El impacto del shock estanflacionario en Argentina
Justo en el medio del plan de estabilización de Argentina se encuentra un shock estanflacionario que ha sido causado por el conflicto en Oriente Medio, y que parece no tener un final claro a la vista. Lo que inicialmente se estimó que duraría 4 semanas se ha extendido ya 11 semanas y media, generando incertidumbre en el país.
Impacto en la economía
La inflación del 3,4% en marzo fue el primer golpe que dejó sentir este shock externo, y se vio reflejado aún más claramente en el aumento de los precios mayoristas en abril del 5,2%. Sin embargo, gracias a medidas como el «búfer» lanzado por YPF para amortiguar la subida de la gasolina, y el superávit fiscal primario del país, se han podido manejar los efectos en los precios al consumidor.
Desafíos por delante
A pesar de estos esfuerzos, la desinflación se desacelerará y el crecimiento económico será menor de lo esperado antes del inicio del conflicto en Oriente Medio.

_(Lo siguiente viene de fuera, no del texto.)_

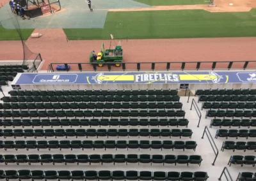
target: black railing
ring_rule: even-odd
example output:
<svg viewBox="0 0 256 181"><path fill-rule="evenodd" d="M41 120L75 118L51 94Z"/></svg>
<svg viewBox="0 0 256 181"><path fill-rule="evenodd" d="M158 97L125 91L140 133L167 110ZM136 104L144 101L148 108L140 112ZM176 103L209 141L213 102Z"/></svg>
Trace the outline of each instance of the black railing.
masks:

Este no es el primer obstáculo que enfrenta un plan de estabilización en Argentina, ya que en el pasado se han tenido que superar situaciones similares como el «efecto Tequila» durante la Convertibilidad.
El riesgo país y las elecciones
El riesgo país ha aumentado significativamente en las últimas semanas, acumulando seis ruedas de aumentos y acercándose a los 550 puntos. La sociedad se encuentra en un momento crucial, donde es importante distinguir que este impacto se debe a un shock externo y no a problemas internos. Sin embargo, siempre existe la posibilidad de que surjan nuevos desafíos que afecten la estabilidad económica del país.
En conclusión, el plan de estabilización de Argentina se enfrenta a un momento complicado debido al shock estanflacionario causado por el conflicto en Oriente Medio. A pesar de los desafíos, el país ha demostrado en el pasado su capacidad para superar situaciones adversas, y se espera que pueda hacer lo mismo en esta ocasión. La sociedad y las autoridades deberán trabajar juntas para encontrar soluciones que permitan mantener la estabilidad y el crecimiento económico en medio de la incertidumbre.